We can probably support this by adding a from_pipe method to DiffusionPipeline. However, I would like to know more examples of different pipelines that you switch between- I imagine most of them are not compatible, no? e.g. You cannot create a Kandinsky pipeline from SD pipeline etc

vladmandic commented 9 months ago

use case is to reuse existing model components whenever possible. yes, that can only ever work if target pipeline is explicitly compatible with those components (so scenario such as SD15->Kandinsky should never work). but there are many pipelines that are based on SD15 or SDXL. you've mentioned that currently we cannot switch from StableDiffusionPipeline to StableDIffusionSAGPipeline and that is just one example. how about SD to PIAPipeline? AnimateDiffPipeline, etc.

yiyixuxu commented 9 months ago

@vladmandic ahh, thanks! I think this makes a lot of sense to me:) I like the idea of extending the from_pipe functionality to any compatible pipeline (i.e., different pipelines that share the same checkpoint and model components). I agree that we should make it super easy to switch and advocate creating pipelines this way.

also, I think with this, we should also be able to create separate pipelines for free_init (see https://github.com/huggingface/diffusers/pull/6644). We can use free_init with a simple API like this I really don't think it would hurt usage at all

                        pipe = AutoFreeInitPipeline.from_pipe(pipe_animatediff)
yiyixuxu commented 9 months ago

@vladmandic

would you be able to provide an example (with code)? 🥺 that will really help me understand the problem better. I tried and I can't get the same error

: load pipeline, enable model offload, set ipadapter. now switch pipeline to img2img and back to txt2img - chances are you end up with tensor location mismatch in unrelated part of the code - and most commonly in text_encoder (why text_encoder? because i'm builinding embeds from prompt, not passing prompt as-is to pipeline)
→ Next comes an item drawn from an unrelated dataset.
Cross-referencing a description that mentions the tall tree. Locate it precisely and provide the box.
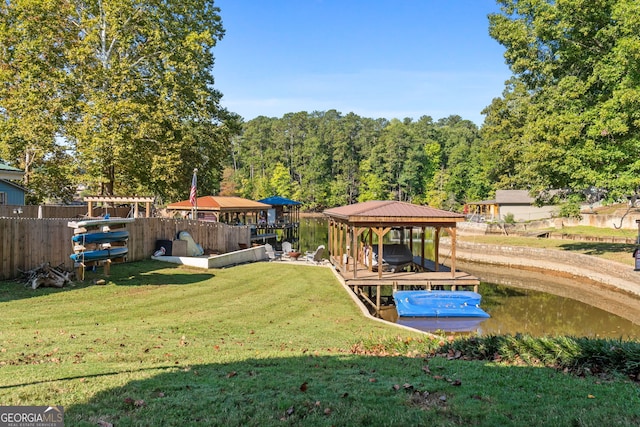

alexblattner commented 9 months ago

I designed a structure that would remove the need for that, make everything more flexible and completely reproducible. The way it works is that it uses the basic t2i pipeline divides it into a series of functions that go off in a predetermined sequence. To add the slight changes necessary to t2i in order to make i2i, you just add a new function and choose where it'll go in the sequence. Again, this removes the need to recreate an entirely new pipeline for a small change as it can easily be plugged in.
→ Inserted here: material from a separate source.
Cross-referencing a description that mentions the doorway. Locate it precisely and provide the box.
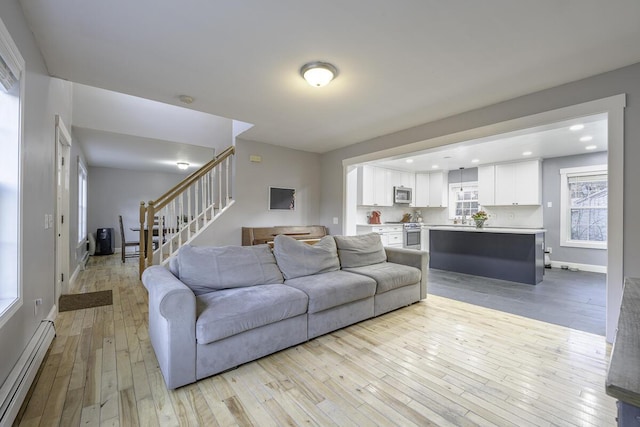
[343,94,626,342]
[53,115,71,305]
https://github.com/alexblattner/RubberDiffusers

patrickvonplaten commented 9 months ago

@yiyixuxu I think using the auto classes for this is the right approach

github-actions[bot] commented 8 months ago

This issue has been automatically marked as stale because it has not had recent activity. If you think this still needs to be addressed please comment on this thread.

Please note that issues that do not follow the contributing guidelines are likely to be ignored.

sayakpaul commented 8 months ago

I think not stale?

yiyixuxu commented 8 months ago

yeah not stable i'm going to add a from_pipe on DiffusionPipeline

github-actions[bot] commented 7 months ago

This issue has been automatically marked as stale because it has not had recent activity. If you think this still needs to be addressed please comment on this thread.

Please note that issues that do not follow the contributing guidelines are likely to be ignored.

github-actions[bot] commented 6 months ago

This issue has been automatically marked as stale because it has not had recent activity. If you think this still needs to be addressed please comment on this thread.

Please note that issues that do not follow the contributing guidelines are likely to be ignored.

yiyixuxu commented 6 months ago

completed with #7241

alexblattner commented 6 months ago

@yiyixuxu this is nice and all, but something that would be really nice is to be able to modify pipelines easily without creating new ones. For example: the difference between the regular t2i pipeline and i2i pipelines are a few lines of code injected. Same thing for controlnet and i2i controlnet. There are many functionalities that can be injected or not like inpainting, pix2pix and many more. Why not make the pipelines easily inject-able without having to recreate a new one entirely?